Becoming Amy Lee

Photo © Eric J. Smith, Observing Amy [Lee], Griffith Observatory; Thresholds @ Los Angeles Center of Photography, First Place Winner, 2024.

I was well into adulthood when I found out that my name was literally pulled out of a hat. 

I have one sister, not quite three years older; she has an “original” name, not connected to our family. When she was born, my father advocated for Belinda. My mother emerged with her choice. 

When I was born, Belinda advocacy was renewed. My mother had a clear preference: Amy Lee. The first name, a popular one at the time, combined with her mom’s name, Lee, shortened for Leonia. 

My father offered the only solution that made sense. Pulling the name from a hat.

My mother closed her eyes, reached into the worn Cubs baseball cap, and pulled out a slip of paper. 

“It’s Amy Lee!” 

My dad smiled, and one by one unfolded the other slips of paper. All Amy Lee. 

I’ve mostly been known as Amy, my whole life, although I experienced a deep connection to my grandma and midddle-namesake into my 40s. For the past decade or so, I’ve been settling into myself a bit more; becoming more Amy-ly, in new ways. 

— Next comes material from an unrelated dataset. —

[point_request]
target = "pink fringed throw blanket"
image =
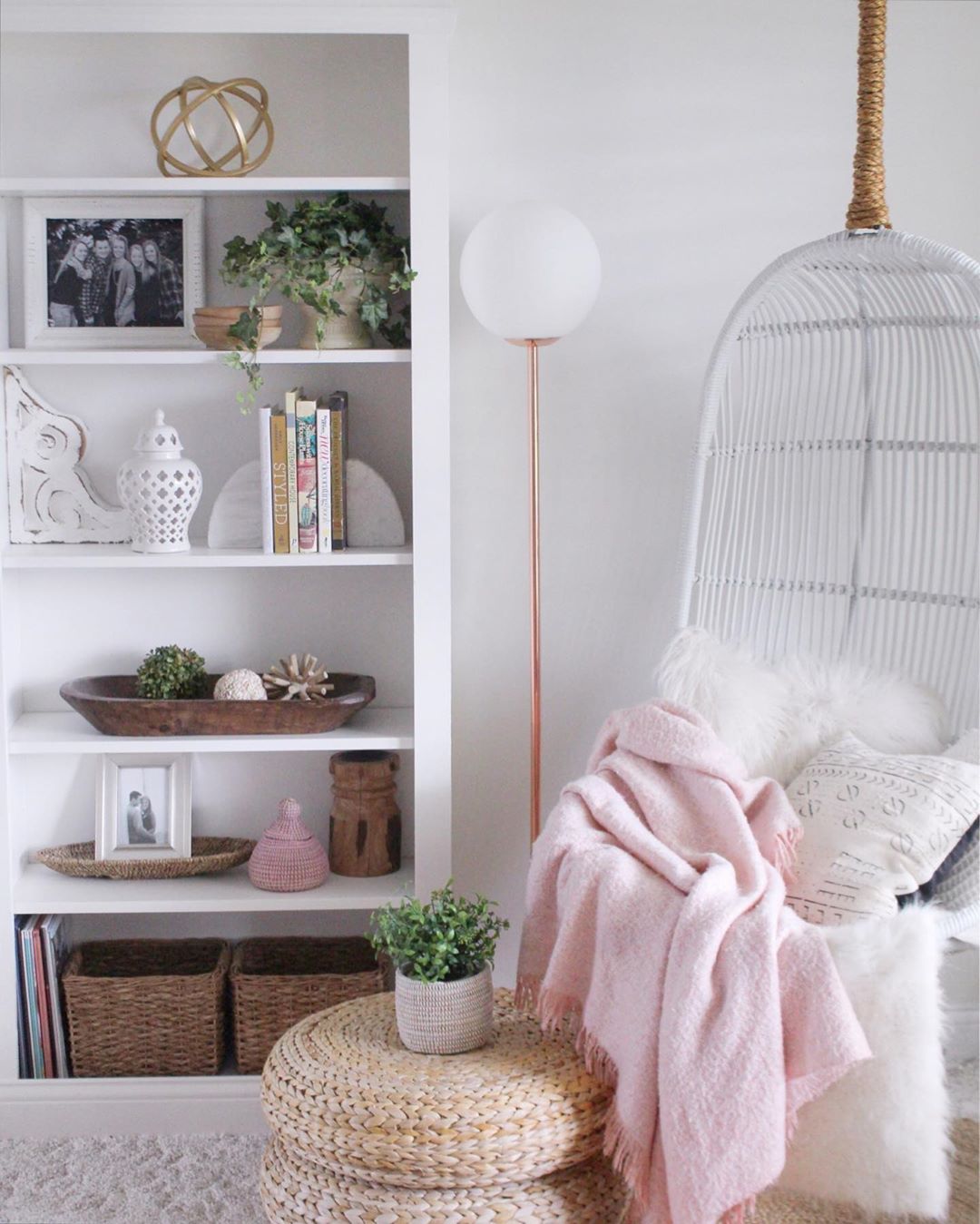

2025 was a year of transformation, on many levels, some imposed, some chosen, some still in process. One aspect of transformation has involved expanding my name to hold its fullness: evolving more formally, from Amy to Amy Lee. 

Some friends have called me Amy Lee for years. Some family, especially my grandma, used it to make a point. In some cases, to signal that my embodiment is connected to a lineage; for better and worse, and sometimes not that great. Certainly the Full Name came out when I was in trouble, to underscore a parenting lesson. 

I’m looking forward to a more intentional relationship to my name, and identity, personally and otherwise.